Prosthetic Hand Actuation Using the Beta Frequency of EEG Signal
摘要
Brain–Computer Interface (BCI) technology has undergone a transformative evolution in recent years, enabling increasingly intuitive and direct control of prosthetic devices. This research paper introduces a novel system that leverages Electroencephalography (EEG) signals for prosthetic hand control by extracting salient motor-related brainwave frequencies. The system’s control algorithm is based on the established roles of the beta (13–30 Hz) and gamma (30–100 Hz) frequency bands in motor planning and execution; specifically, it detects spikes in beta activity to trigger state transitions in the prosthetic hand. Non-invasive EEG electrodes were applied to the subject’s scalp to gather EEG data, and signal processing methods were used to separate the beta and gamma bands. A dynamic threshold was established to identify actionable neural patterns.

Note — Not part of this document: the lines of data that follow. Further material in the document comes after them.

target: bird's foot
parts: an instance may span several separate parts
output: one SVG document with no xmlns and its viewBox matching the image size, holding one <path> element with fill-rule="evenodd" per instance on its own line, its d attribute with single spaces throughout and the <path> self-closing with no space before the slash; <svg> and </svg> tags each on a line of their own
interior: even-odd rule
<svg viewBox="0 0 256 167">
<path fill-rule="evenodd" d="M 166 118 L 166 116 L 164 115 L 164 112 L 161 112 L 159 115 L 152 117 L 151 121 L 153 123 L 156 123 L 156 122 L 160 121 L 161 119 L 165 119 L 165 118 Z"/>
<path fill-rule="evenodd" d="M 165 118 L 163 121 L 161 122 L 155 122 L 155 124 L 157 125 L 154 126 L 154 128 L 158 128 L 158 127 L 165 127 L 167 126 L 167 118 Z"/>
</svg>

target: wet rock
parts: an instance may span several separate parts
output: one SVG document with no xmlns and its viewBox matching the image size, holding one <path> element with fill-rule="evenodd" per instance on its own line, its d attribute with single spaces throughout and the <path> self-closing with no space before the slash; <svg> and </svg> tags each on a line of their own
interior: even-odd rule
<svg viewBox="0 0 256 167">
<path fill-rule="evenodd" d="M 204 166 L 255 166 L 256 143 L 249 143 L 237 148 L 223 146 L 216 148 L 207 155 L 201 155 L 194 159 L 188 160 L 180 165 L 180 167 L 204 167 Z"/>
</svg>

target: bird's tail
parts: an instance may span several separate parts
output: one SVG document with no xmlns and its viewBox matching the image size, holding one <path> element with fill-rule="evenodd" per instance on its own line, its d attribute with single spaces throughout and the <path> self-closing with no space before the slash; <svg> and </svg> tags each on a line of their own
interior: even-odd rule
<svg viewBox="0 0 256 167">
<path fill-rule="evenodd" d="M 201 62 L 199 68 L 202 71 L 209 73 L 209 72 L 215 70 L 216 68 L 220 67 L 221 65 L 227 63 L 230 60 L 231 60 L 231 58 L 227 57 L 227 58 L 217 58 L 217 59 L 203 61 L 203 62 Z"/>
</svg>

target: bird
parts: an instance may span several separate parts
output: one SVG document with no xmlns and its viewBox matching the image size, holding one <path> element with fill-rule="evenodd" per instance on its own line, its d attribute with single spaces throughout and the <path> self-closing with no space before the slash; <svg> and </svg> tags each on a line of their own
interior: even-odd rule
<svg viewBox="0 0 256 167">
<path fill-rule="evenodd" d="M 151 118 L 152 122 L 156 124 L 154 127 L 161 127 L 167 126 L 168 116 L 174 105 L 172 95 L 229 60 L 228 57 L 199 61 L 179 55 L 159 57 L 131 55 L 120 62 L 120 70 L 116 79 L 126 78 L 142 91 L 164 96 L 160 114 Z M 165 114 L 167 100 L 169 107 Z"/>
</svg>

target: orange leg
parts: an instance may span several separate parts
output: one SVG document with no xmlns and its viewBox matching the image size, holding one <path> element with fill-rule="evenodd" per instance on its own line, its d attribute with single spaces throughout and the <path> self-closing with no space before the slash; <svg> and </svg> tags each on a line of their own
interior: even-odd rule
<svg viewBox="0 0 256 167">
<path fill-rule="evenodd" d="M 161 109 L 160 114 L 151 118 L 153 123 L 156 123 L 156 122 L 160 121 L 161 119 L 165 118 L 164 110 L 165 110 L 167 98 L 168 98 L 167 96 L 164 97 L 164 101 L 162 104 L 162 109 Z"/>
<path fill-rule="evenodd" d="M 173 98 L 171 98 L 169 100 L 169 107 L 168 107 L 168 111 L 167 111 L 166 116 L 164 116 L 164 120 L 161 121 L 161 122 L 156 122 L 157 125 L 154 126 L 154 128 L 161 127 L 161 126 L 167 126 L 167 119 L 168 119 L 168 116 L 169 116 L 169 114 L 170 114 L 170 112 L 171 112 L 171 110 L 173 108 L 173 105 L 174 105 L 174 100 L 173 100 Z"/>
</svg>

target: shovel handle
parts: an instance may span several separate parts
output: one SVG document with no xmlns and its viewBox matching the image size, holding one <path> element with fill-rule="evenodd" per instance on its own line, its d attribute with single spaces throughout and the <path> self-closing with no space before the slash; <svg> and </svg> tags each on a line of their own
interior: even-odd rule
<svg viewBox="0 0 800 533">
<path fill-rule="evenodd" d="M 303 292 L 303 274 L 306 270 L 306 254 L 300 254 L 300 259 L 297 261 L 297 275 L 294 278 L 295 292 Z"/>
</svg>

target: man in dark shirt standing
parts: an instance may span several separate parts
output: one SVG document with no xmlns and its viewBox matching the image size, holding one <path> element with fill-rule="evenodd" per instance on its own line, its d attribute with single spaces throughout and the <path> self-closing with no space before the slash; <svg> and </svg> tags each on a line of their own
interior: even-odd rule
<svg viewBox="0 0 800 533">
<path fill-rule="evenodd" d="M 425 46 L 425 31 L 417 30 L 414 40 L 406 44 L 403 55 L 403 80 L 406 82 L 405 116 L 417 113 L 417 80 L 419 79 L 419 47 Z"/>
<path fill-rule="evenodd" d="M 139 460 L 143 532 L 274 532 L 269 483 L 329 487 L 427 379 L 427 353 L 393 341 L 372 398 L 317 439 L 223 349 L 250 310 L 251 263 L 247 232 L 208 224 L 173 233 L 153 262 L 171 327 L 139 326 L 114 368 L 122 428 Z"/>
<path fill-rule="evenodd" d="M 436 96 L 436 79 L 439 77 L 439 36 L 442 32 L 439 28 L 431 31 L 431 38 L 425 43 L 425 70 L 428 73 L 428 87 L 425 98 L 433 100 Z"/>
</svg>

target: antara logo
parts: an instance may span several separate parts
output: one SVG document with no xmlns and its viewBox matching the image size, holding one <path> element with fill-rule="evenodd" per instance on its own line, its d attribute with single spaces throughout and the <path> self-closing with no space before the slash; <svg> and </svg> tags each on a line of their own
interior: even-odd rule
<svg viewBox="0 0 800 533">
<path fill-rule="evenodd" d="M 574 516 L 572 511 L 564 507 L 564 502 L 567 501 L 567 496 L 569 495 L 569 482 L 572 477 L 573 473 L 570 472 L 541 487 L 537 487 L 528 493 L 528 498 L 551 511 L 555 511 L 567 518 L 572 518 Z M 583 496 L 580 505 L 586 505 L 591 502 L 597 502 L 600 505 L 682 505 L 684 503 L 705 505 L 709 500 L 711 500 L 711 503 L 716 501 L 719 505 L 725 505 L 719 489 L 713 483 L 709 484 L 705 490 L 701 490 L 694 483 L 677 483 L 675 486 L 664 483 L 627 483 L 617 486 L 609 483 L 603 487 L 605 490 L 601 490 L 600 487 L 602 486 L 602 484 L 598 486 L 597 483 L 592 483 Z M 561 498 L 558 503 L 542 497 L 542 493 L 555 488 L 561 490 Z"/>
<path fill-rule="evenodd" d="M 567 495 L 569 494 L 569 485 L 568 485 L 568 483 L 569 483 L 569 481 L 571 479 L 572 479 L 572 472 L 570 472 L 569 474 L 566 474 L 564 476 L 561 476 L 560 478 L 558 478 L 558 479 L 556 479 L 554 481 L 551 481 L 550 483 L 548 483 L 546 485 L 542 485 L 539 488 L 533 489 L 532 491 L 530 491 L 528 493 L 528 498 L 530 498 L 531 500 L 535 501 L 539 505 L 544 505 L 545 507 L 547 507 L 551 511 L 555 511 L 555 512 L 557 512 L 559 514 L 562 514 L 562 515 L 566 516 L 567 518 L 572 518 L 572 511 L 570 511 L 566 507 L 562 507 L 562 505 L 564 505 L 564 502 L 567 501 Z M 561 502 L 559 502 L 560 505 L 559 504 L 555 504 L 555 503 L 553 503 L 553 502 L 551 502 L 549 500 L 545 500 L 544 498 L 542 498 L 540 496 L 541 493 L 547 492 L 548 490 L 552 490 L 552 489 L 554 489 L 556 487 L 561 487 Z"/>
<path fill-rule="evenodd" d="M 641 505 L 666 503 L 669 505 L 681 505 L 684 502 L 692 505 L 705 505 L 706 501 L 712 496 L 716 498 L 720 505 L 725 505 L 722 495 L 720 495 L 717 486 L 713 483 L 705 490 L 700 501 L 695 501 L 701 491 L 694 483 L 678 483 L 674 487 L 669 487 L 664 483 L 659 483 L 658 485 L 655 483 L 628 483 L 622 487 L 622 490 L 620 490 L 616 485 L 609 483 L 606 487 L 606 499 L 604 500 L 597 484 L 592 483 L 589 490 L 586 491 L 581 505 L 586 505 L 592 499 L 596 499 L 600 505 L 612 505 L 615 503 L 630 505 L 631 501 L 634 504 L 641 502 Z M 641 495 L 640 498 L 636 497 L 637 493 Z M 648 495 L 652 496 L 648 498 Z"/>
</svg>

Each instance of beta wave amplitude exceeding this threshold resulted in a change in the hand’s state, from open to closed or vice versa. Through real-time processing and a practical testing configuration, the system achieved a response time of 500 ms and an accuracy rate of 85%, thereby demonstrating its potential for real-world application. In addition to confirming the viability of EEG-based prosthetic control, this study clarifies its inherent advantages and disadvantages, such as the requirement for user training and the difficulty of signal variability. The findings augment the rapidly growing corpus of research on non-invasive BCIs, advancing the development of more accessible and patient-centric prosthetic solutions that promote mobility and independence.